The concentration of leaks in specific development environments tells its own story. Cursor IDE alone accounts for 62.3% of the 1,785 secrets we’ve found, indicating widespread adoption and inadequate security defaults.
What These Leaks Actually Cost You
Let us put this in practical terms. When we see these leaked credentials, here’s what attackers can actually do:
- Your database is completely exposed (35.5% of leaks): PostgreSQL and MongoDB URIs don’t just leak data; they give complete database access. An attacker could exfiltrate everything, hold it for ransom or simply delete everything.
- Your AI budget becomes someone else’s playground (39.1% of leaks): Think about those Google AI, OpenAI and Perplexity API keys? These leaks can reveal competitive intelligence through API usage patterns and expose proprietary prompts and model interactions and even cause denial-of-service (DDoS) incidents through quota consumption.
- Design & Collaboration Compromise (6.7%) through Figma, Notion and Jira tokens enables intellectual property theft and product roadmap exposure. While smaller in percentage, these leaks can provide competitors with detailed insights into product strategy and development timelines.
- Infrastructure hijacking through cloud provider keys enables resource abuse, cryptomining operations and massive infrastructure costs, while messaging platform credentials can be weaponized for spam, phishing and brand damage.
Here’s How We Fix This
Developers are often storing credentials in easily accessible but poorly secured locations, turning our development environments into treasure troves for attackers. This isn’t happening by accident; it’s the predictable result of how modern AI development tools encourage rapid experimentation.
Start with automated guardrails. Implement security scanning, commit hooks and least privilege patterns at every step.
Here’s the thing about guardrails: they don’t slow down the flow; they make it sustainable. They prevent the technical debt and cost overruns that arise from catching issues too late, especially when teams are burning through premium AI service credits.

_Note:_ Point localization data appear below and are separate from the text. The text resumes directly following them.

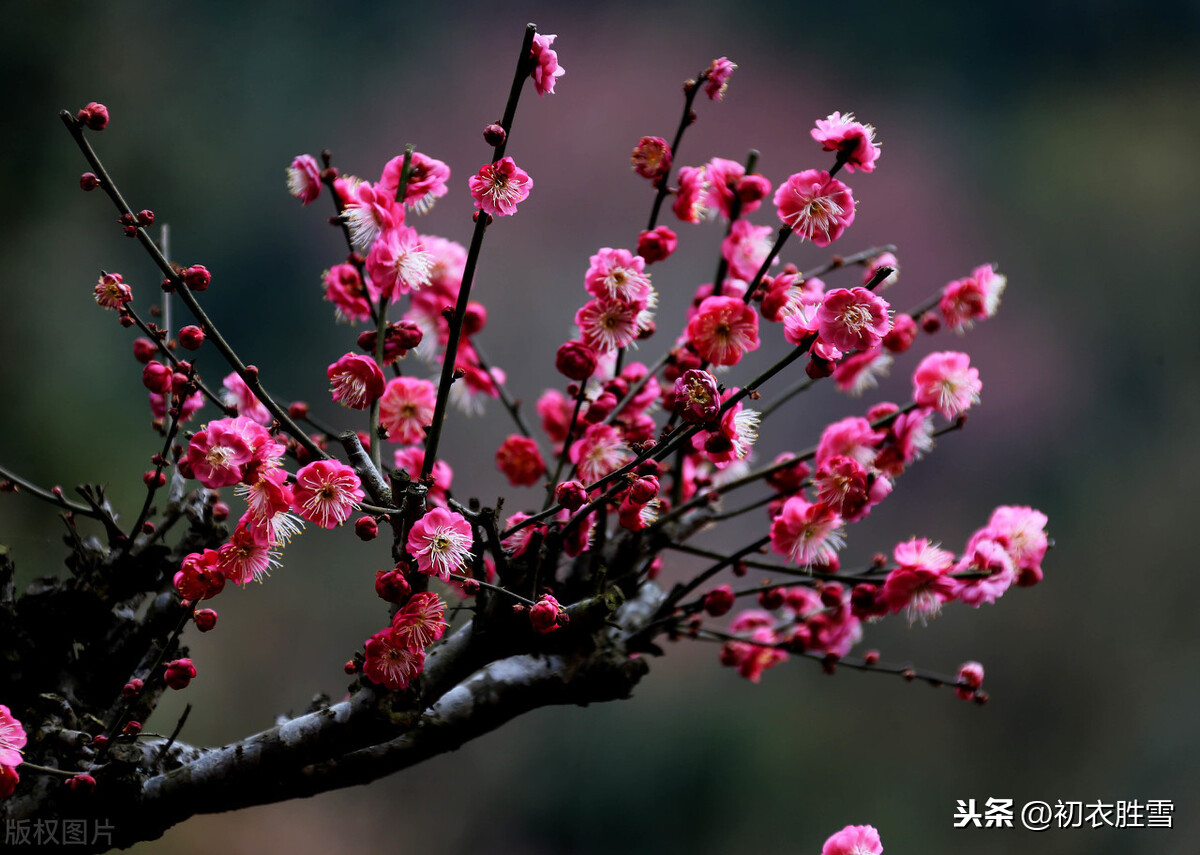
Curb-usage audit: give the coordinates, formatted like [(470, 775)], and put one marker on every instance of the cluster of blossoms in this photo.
[(641, 455)]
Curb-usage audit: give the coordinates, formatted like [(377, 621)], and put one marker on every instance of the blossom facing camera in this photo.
[(499, 187)]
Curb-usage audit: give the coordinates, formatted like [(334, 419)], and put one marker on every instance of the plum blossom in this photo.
[(498, 187), (304, 178), (441, 543), (815, 205), (724, 329), (853, 141), (327, 492), (946, 382), (546, 70)]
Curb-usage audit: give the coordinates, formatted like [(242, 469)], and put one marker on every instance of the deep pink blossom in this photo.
[(546, 69), (520, 460), (607, 326), (246, 556), (853, 141), (346, 291), (717, 77), (426, 180), (111, 291), (724, 329), (599, 452), (747, 247), (304, 178), (239, 396), (618, 275), (657, 244), (12, 739), (807, 532), (421, 621), (371, 209), (327, 492), (355, 381), (853, 839), (406, 408), (399, 263), (853, 320), (946, 382), (815, 205), (441, 543), (498, 187), (390, 662)]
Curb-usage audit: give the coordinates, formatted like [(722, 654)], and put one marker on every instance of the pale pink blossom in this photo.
[(12, 739), (498, 187), (441, 543), (807, 532), (946, 382), (247, 555), (853, 839), (355, 381), (853, 320), (815, 205), (717, 77), (426, 180), (607, 326), (371, 209), (724, 329), (406, 408), (304, 178), (239, 396), (327, 492), (520, 460), (747, 247), (853, 141), (390, 662), (599, 452), (399, 263), (546, 69), (617, 275)]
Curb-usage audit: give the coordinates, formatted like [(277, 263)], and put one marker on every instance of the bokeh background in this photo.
[(1056, 139)]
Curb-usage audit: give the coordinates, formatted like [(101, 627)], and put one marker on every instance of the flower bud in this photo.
[(94, 115), (179, 674), (197, 277), (366, 528), (191, 338), (575, 360), (571, 495), (719, 601), (495, 135)]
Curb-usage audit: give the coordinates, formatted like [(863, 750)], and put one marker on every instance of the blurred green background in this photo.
[(1056, 139)]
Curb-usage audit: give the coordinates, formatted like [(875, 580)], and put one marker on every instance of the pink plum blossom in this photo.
[(815, 205), (853, 141), (498, 187), (441, 543), (304, 178), (406, 408), (327, 492), (546, 70), (724, 329), (946, 382)]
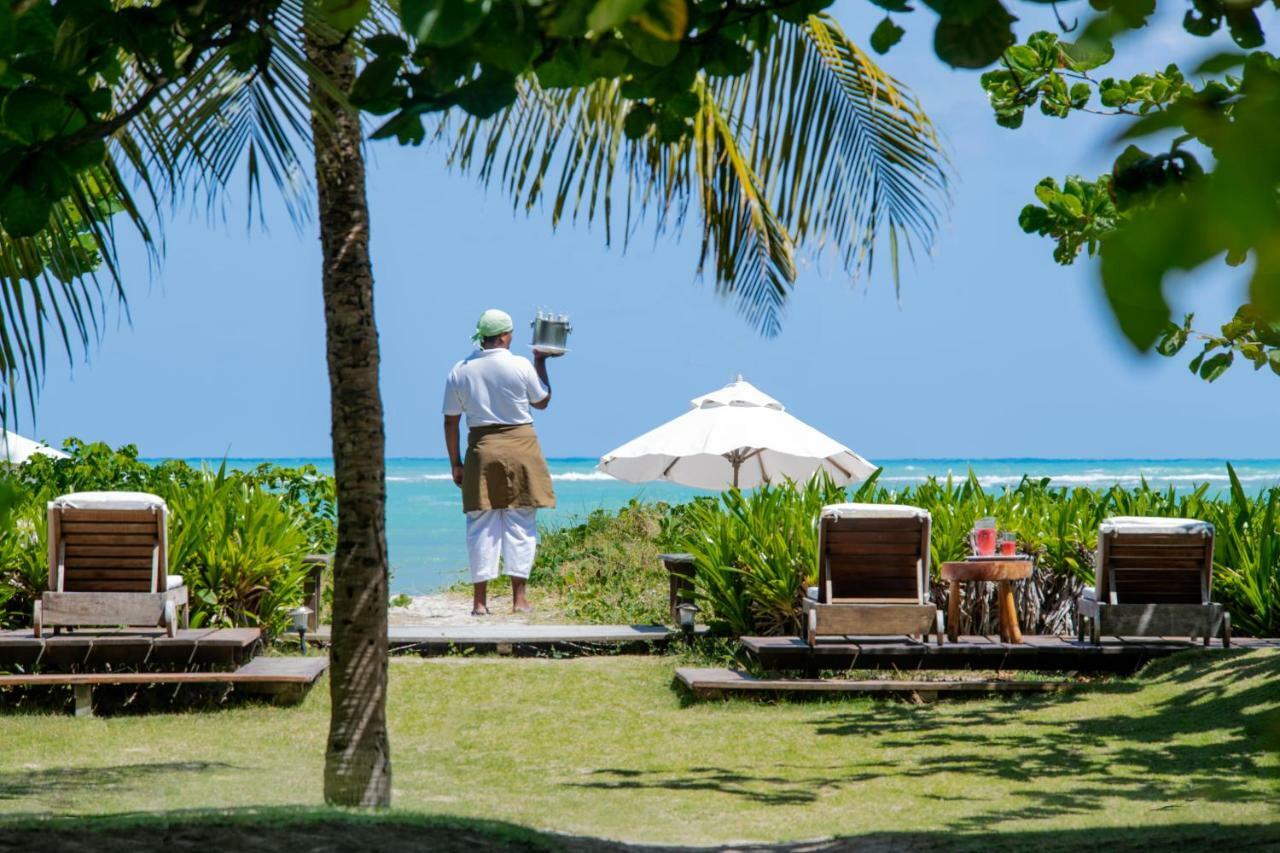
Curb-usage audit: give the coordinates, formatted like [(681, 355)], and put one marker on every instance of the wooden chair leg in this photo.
[(170, 619), (954, 611)]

Use a pre-commit scanner. The fastest way to catch leaks before they leave the laptop is with tools such as ggshield. It scans our code and config files for secrets every time we commit—preventing accidental pushes of API keys, database URIs and tokens. This one step can stop most leaks at the source.
The Bottom Line
The AI development community is moving fast, maybe too fast. We’re building incredible things, but we’re also creating a secret sprawl problem that’s growing exponentially. The 1,785 leaked secrets we found represent just what’s visible on public GitHub. The real number is likely much higher.
The good news? This is fixable. It doesn’t require abandoning the tools that make us productive. It just requires treating security as a first-class citizen in our hyperconnected workflows.
Our future selves (and our bills) will thank us.